Le rami 51 : la variante française de référence
Le rami 51 est la version la plus jouée en France. Sa règle distincte : le joueur doit accumuler au minimum 51 points en combinaisons avant de pouvoir poser pour la première fois. Cette contrainte allonge les manches et oblige à construire une main solide avant d'ouvrir le jeu. Se joue avec deux jeux de 52 cartes, de 2 à 6 joueurs, avec 13 cartes distribuées à chacun.
Le gin rami : le face-à-face stratégique
Le gin rami se joue exclusivement à deux. Chaque joueur reçoit 10 cartes et garde ses combinaisons secrètes jusqu'à la fin. Un joueur frappe quand son deadwood (cartes non combinées) tombe à 10 points ou moins. La tension est permanente car l'adversaire peut frapper à n'importe quel tour.
Le rami marocain et le rami sec
Le rami marocain intègre des règles spécifiques sur le joker, souvent plus permissives, et autorise parfois des extensions de combinaisons plus larges. Il se joue dans les pays du Maghreb et dans les communautés nord-africaines en France. Le rami sec, lui, exige de poser toutes ses cartes en une seule fois, sans dépôt progressif. Cette contrainte radicale produit des manches longues où chaque joueur attend d'avoir une main parfaite avant d'abattre ses cartes.

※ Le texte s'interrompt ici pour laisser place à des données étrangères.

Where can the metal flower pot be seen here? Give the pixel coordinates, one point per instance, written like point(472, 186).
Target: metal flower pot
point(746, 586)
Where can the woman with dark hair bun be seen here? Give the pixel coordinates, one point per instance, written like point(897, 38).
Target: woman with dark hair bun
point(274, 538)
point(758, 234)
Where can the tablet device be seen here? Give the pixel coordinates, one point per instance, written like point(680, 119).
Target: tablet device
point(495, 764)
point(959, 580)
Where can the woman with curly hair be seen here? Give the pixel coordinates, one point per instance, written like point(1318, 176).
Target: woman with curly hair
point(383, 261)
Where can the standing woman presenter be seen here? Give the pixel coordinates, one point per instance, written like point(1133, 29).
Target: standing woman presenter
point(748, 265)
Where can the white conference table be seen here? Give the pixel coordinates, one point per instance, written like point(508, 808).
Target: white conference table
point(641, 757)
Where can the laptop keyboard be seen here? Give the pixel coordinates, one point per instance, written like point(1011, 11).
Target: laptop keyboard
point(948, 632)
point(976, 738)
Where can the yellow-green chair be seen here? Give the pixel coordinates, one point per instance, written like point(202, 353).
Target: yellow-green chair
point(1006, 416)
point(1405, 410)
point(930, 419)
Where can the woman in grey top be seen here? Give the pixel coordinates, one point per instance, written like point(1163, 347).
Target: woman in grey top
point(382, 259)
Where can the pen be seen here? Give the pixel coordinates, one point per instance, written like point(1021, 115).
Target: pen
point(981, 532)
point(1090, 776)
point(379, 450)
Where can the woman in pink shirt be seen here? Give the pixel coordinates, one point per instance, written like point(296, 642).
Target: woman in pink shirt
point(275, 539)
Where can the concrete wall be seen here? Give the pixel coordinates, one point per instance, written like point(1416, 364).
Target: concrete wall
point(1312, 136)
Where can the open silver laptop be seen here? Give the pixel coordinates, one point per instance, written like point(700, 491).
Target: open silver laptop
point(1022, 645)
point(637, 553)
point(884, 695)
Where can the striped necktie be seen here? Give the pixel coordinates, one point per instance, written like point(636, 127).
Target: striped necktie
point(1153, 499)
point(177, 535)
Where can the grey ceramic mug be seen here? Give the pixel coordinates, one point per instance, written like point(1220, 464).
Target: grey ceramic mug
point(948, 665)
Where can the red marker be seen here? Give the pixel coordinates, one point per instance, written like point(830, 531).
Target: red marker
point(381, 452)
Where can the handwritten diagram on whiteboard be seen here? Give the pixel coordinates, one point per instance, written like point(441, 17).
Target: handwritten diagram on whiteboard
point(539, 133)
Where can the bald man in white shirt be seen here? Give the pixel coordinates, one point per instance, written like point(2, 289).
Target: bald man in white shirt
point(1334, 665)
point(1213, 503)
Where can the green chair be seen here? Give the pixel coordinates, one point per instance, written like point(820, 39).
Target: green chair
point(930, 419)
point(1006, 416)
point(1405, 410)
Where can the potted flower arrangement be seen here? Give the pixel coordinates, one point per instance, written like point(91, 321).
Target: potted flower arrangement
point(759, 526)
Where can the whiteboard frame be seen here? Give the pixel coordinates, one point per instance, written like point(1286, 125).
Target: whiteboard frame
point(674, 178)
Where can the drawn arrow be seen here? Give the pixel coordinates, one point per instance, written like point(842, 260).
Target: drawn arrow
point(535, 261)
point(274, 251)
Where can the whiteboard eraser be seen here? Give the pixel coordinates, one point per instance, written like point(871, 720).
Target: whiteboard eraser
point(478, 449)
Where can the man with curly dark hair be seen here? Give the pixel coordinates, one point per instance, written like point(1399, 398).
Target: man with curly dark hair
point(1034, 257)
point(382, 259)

D'autres variantes existent selon les régions : le rami oklahoma (où la première carte de la défausse détermine le seuil de pose), le rami canasta (qui fusionne les règles du rami et de la canasta), et diverses versions maison transmises de génération en génération. La richesse du rami tient précisément à cette capacité d'adaptation aux goûts et aux traditions de chaque groupe de joueurs.